Pgen in the specification #386

jwhite242 · 2022-03-25T01:04:59Z

jwhite242
Mar 25, 2022
Maintainer

Just starting a discussion on some potential design changes in the spec regarding the parameter generators. The problem this aims to solve is the lack of embedded documentation on a spec that's designed to be run with pgen functions. So, maybe we can add a new block to the spec to function as a default invocation of the pgen, which would also document it, while also still allowing the cli invocations to override it. So, something like this:

...
parameter.generator:
    description: simple parameter generator example
    path: mypgen.py
    pargs:
        - arg1: some_value
        - arg2: another_value

One thought here is what about spec's that could have multiple pgen's instead of having one giant one that can do many things? (i.e. different parameter sampling strategies). Perhaps enable making the generator entries a list, with another key under parameter generator specifying the default_pgen:

parameter.generator:
    default_pgen: mypgen    # must be one of the names below, which schema can check for
    generators:
      - name: mypgen
        description: simple parameter generator example
        path: mypgen.py
        pargs:
            - arg1: some_value
            - arg2: another_value

      - name: myotherpgen
        description: another simple parameter generator example
        path: myotherpgen.py
        pargs:
            - arg1: some_value
            - arg2: another_value

Additionally, we could treat these similarly to the dependency block, with a check on them being at the specified path and block study launch if not. Or maybe some more flexiblity like keying on whether default_pgen is empty or not and if it is, use the global.parameters instead or something?
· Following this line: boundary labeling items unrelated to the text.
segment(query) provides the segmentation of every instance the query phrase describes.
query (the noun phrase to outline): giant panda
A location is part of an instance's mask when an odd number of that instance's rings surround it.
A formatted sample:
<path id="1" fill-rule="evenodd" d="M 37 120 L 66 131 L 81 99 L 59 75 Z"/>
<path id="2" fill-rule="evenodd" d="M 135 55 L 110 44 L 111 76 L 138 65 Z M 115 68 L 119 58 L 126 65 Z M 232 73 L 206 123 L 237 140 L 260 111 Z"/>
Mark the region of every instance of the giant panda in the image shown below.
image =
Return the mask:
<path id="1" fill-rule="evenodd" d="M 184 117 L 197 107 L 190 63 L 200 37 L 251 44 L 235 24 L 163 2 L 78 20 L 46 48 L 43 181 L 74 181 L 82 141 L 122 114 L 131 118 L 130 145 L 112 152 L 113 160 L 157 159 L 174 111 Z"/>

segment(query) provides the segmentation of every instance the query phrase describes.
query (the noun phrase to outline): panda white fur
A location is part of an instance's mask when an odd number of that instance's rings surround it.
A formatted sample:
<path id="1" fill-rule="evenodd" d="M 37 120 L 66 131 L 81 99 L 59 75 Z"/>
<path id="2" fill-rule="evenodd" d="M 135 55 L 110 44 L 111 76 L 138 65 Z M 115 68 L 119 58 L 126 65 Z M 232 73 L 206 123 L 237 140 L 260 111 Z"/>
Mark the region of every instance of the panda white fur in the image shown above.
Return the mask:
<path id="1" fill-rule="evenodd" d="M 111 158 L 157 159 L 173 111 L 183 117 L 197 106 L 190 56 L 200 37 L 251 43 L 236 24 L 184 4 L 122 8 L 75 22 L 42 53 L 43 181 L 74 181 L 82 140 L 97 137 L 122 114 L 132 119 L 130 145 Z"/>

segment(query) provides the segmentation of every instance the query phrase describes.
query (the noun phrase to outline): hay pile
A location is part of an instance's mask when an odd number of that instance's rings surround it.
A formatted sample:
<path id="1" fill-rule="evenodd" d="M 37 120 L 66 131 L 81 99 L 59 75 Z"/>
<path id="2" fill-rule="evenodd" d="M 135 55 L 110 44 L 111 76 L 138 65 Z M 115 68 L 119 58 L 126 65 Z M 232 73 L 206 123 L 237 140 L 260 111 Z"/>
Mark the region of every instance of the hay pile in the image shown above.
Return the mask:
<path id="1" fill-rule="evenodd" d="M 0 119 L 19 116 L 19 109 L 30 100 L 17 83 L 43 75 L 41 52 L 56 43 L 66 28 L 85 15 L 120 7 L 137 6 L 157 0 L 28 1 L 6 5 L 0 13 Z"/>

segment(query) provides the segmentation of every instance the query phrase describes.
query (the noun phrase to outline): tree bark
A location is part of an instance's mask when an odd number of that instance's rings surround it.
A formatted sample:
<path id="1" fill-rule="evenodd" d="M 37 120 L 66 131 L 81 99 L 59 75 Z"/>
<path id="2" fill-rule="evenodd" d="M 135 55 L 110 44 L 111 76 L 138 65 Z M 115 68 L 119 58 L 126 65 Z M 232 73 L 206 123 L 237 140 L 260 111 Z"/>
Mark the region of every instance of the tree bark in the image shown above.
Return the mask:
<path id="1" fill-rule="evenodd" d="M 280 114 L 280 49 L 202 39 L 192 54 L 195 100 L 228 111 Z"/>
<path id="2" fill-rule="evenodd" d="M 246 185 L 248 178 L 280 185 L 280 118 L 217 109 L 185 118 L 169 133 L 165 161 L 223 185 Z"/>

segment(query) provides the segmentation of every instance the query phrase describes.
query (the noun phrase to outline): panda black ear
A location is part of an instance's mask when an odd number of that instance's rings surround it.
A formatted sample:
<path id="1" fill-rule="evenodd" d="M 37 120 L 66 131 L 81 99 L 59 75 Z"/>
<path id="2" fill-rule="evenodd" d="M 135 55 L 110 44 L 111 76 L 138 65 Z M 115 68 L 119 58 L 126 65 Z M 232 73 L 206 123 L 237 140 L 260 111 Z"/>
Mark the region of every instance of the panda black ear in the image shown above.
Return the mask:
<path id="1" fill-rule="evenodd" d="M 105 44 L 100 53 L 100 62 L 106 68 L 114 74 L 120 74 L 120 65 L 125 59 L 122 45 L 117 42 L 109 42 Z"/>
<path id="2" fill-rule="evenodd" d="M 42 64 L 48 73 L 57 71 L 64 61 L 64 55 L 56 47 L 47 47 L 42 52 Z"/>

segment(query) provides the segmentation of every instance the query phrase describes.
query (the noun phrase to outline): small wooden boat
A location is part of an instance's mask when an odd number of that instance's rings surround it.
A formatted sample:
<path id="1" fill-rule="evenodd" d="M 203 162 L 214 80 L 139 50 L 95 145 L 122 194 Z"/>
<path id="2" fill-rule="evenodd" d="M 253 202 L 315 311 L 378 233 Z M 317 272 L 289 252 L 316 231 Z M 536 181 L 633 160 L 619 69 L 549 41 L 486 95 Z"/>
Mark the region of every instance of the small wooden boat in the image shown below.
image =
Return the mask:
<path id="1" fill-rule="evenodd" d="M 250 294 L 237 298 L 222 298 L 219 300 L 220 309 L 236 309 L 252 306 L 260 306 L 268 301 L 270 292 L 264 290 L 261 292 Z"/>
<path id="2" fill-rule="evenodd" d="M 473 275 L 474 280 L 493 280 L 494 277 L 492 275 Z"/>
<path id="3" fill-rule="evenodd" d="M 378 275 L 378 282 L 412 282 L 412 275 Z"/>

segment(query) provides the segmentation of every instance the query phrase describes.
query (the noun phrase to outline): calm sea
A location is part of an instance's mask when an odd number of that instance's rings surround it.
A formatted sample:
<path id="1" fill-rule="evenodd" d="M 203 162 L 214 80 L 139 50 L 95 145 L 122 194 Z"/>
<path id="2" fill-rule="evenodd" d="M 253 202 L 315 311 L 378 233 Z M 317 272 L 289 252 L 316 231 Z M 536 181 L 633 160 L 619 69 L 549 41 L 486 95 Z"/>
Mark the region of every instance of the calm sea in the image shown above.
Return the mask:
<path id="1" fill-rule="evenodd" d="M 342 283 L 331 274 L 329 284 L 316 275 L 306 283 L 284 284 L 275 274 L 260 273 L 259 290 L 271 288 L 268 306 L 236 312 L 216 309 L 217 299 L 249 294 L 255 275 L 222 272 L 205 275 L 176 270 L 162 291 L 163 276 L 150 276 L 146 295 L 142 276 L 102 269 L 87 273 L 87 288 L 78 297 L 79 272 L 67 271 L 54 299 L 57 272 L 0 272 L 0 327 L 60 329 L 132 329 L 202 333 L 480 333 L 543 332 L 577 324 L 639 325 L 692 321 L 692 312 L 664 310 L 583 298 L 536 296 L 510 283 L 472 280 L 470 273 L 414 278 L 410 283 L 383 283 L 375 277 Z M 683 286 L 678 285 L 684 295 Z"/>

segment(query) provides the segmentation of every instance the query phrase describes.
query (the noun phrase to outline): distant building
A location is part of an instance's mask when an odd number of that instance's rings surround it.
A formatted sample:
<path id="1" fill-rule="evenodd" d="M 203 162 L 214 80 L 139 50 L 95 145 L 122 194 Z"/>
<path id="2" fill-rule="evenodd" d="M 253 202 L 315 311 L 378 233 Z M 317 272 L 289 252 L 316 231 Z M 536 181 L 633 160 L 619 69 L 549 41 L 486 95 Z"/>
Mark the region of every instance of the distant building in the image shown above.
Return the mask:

jwhite242 · 2022-03-29T17:31:01Z

jwhite242
Mar 29, 2022
Maintainer Author

One more potential ease of use addition to this would be some sort of addition to maestro's cli to use an existing pgen to populate this block in a spec. something like:

$ maestro attach mypgen.py spec.yaml -o new_spec.yaml

And perhaps a component of making this work would be requiring (or encouraging if introspection might work too) numpydoc/googledoc docstrings on the pgen function from which the description and pargs could be parsed from the pgen itself, ensuring the spec is in-sync with the pgen function.

So, taking one of the parg examples from the docs and updating it:

from maestrowf.datastructures.core import ParameterGenerator
import itertools as iter

def get_custom_generator(env, **kwargs):
    '''
    Simple filtering parameter generator example

    Parameters
    ------------
    env: dict
        Environment block from the yaml specification

    SIZE_MIN: int, default=10
        Set minimum size of generated parameter set

    SIZE_STEP: int, default=10
        Increment between sizes in generated parameter set

    NUM_SIZES: int, default=3
        Number of parameter sets to generate for sampling the SIZE parameter
    
    Returns
    --------
    ParameterGenerator containing selected parameter sets
    '''
    p_gen = ParameterGenerator()

    # Unpack any pargs passed in
    size_min = int(kwargs.get('SIZE_MIN', '10'))
    size_step = int(kwargs.get('SIZE_STEP', '10'))
    num_sizes = int(kwargs.get('NUM_SIZES', '3'))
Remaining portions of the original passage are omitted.